Il l’avait, si l’on me permet ce rapprochement que me suggère un écrivain de théâtre, M. Ludovic Halévy ; son autorité m’excuserait, à supposer que j’eusse besoin d’excuse pour citer ici, auprès de gazetiers morts et tellement morts qu’ils sont bien oubliés, un gazetier, Dieu merci ! tout vif et bien vivant.

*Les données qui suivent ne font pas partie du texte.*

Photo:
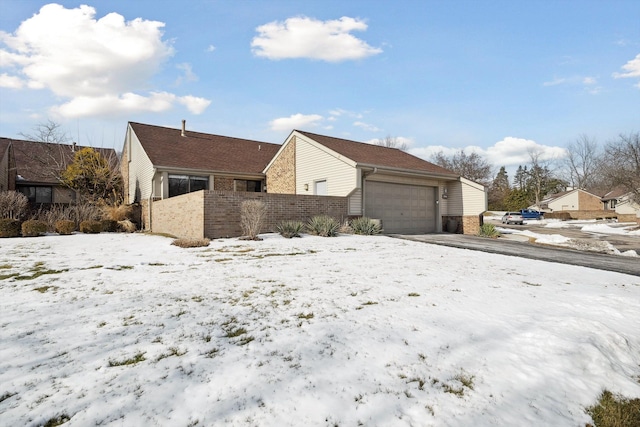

Depuis un an qu’il se repose des succès de la scène, — les lecteurs de la Revue connaissent son repos, qui fait leur délassement, — M. Ludovic Halévy a signé deux morceaux de critique ou, si l’on veut, de chronique : l’un sert de préface au volume des Soirées parisiennes de 1881, de M. Arnold Mortier[1] ; l’autre, imprimé dans le même journal que ces ingénieuses soirées, signalait à l’attention des amateurs le premier tome[2] des Continuateurs de Loret, c’est-à-dire le commencement de la publication des gazettes rimées de Robinet, de Mayolas, de Boursault, de Subligny et de quelques autres, recueillies et rééditées par le baron James de Rothschild. Quel rapport entre cette légère brochure, que recommande aux promeneurs du boulevard une vignette si pimpante et si coquine, et ce gros in-octavo que décèle aux érudits le classique parfum de son papier de Hollande ? — Quel rapport ? Plus étroit qu’il ne paraît : le gros volume dit au petit :


Vous êtes aujourd’hui ce qu’autrefois je fus.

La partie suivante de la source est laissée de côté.